Over the years, the real estate industry has acknowledged past and present discrimination and taken action to help address the resulting inequities. Minneapolis Area REALTORS® is examining its own role in the city’s homeownership gap, Chang says. The organization is working to ensure that its members and their clients are fully informed about the state’s down payment assistance program and its qualification requirements.
Additionally, it’s helping launch Pathway to Achievement, which aims to ensure there are more real estate professionals of color in Minnesota through providing educational support and mentorship opportunities. This will, in turn, help increase Black homeownership by building more trust into real estate interactions, Chang adds.

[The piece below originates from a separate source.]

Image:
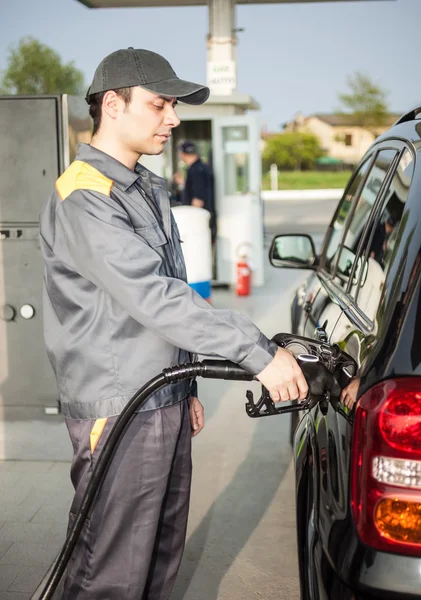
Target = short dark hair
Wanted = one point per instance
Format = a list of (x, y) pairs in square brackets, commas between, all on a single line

At the country-wide level, the National Association of REALTORS®, a trade organization of real estate professionals who must adhere to a code of ethics, are committed to advancing the right to real property for all, advocates for policies that promote an equitable housing finance system, including down payment assistance programs and tax credits. It is also a member of the Black Homeownership Collective, which launched an initiative in June aiming to increase Black homeownership by creating three million net new Black homeowners by 2030.
Another obstacle to homeownership is student loan debt, which inhibit prospective homebuyers’ ability to qualify for a mortgage or save for a down payment. The National Association of REALTORS® champions policy proposals to provide tax relief to student debt holders, who are disproportionately people of color. And, on the legal side, the organization calls on the government to increase funding for federal fair housing enforcement to help remove systemic barriers to homeownership.
These interventions hold the promise of benefits beyond increasing homeownership rates. Homeownership is the primary method of wealth creation, so increased Black homeownership would also mean there is a greater – and critically important — ability to build generational wealth.
Closing the Black-white homeownership gap will have positive effects throughout people’s lives — but, if nothing is done, that gap could widen.
“It's not going to get solved overnight,” Chang says. “You have to be patient and persistent to keep making the systems-level changes.”